A l’Ancre des Goudes

Culture | 1 commentaire

Par Eric

1 avril 2023

Bien moins m’as tu vu que le Vieux-Port, et ses éternelles poissonnières, à mille lieux de Paradis-Périer, et ses tristes bourges à l’accent jambon, aux antipodes de l’Estaque, et ses populaires et exubérantes joutes pour trois chichis, les Goudes – jusqu’au récent déferlement de motchusiennes et motchusiens à l’agonie – a toujours cultivé la sereine réputation d’un quartier paisible, sans esbrouffe, et la fierté discrète d’être le village marseillais préféré des gens de lettres.

« D’où que l’on vienne, on est chez soi aux Goudes. Dans les rues, on croise des visages familiers, des odeurs familières », écrit le local de l’étape et regretté Jean-Claude Izzo, entre deux romans, trois poèmes et quatre sorties en bateau.

Oui, l’arrivée aux Goudes par la mer ou à bord du 19 reste à chaque fois un souvenir impérissable, et Alphonse de Lamartine n’exagère pas en s’écriant :

« Et toi, Les Goudes, assise aux portes de la France, comme pour accueillir ses hôtes dans tes eaux ! »

Joseph Conrad a beau écrire que pour lui, « les Goudes est un village qui mène vers l’inconnu », Jean Cocteau ne perd pas le sens de la mesure en déclamant dès sa descente de bateau :

« Les cafés des Goudes
Sont plus beaux que le port
Les motchusiens s’y asseyent
Dans des carrosses d’or. »

Un bon siècle avant lui, la confession de Gérard de Nerval reflète en douceur le rêve secret des fracassés de Motchus lorsqu’ils débarquent du 19 : « C’est aux Goudes que je m’arrête d’abord. Tous les matins, je vais prendre les bains de mer au petit-port, et j’aperçois de loin en nageant les îles riantes du golfe. »

Les Goudes are ze place to be, Claude McKay ne dit pas autre chose lorsqu’il proclame
« Aucun autre décor ne pourrait mieux convenir aux motchusiens du bord de mer… ils partagent leurs jours entre la jetée, les docks et les Goudes… rien d’autre ne semble compter pour eux. »

Un véritable coup de cœur ressenti de bonne heure – et de bonne humeur – par Simone de Beauvoir lorsqu’elle avoue « grimper sur toutes les rocailles, roder dans toutes les ruelles, respirer le goudron et les oursins des Goudes et avoir le bàti bàti. »
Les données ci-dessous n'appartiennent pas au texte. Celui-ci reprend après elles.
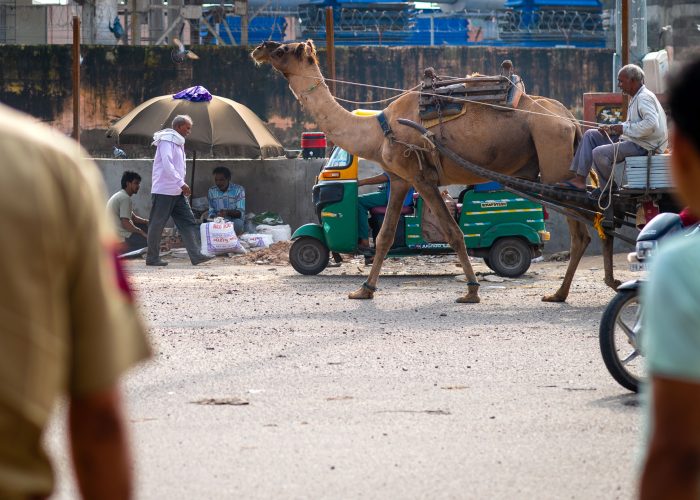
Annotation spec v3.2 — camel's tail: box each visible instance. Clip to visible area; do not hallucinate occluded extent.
[398,118,632,226]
Avec un accent parisien très prononcé, Guy de Maupassant ose se moquer en lâchant cette infamie : « Tous les Motchusiens réunis aux Goudes donnent à l’accent une exagération qui prend les allures d’une farce », mais Émile Zola lui met de suite la honte en lui rappelant
« joyeusement le souvenir de rougets grillés qui parurent lors d ‘un déjeuner qu’ils avaient fait ensemble aux Goudes, autrefois. Ah les Goudes, le seul village où l’on mange ! »

Walter Benjamin ne se même pas de cet engambi mesquin. Il préfère évoquer un souvenir visuel cher à son cœur, comme une navette de Proust :

« Je me baladais sur les quais des Goudes et je lisais, les uns après les autres, les noms des bateaux qui y étaient amarrés. Ce faisant, une joie incompréhensible me saisit et je souris, à tour de rôle, à la face de tous les prénoms féminins. »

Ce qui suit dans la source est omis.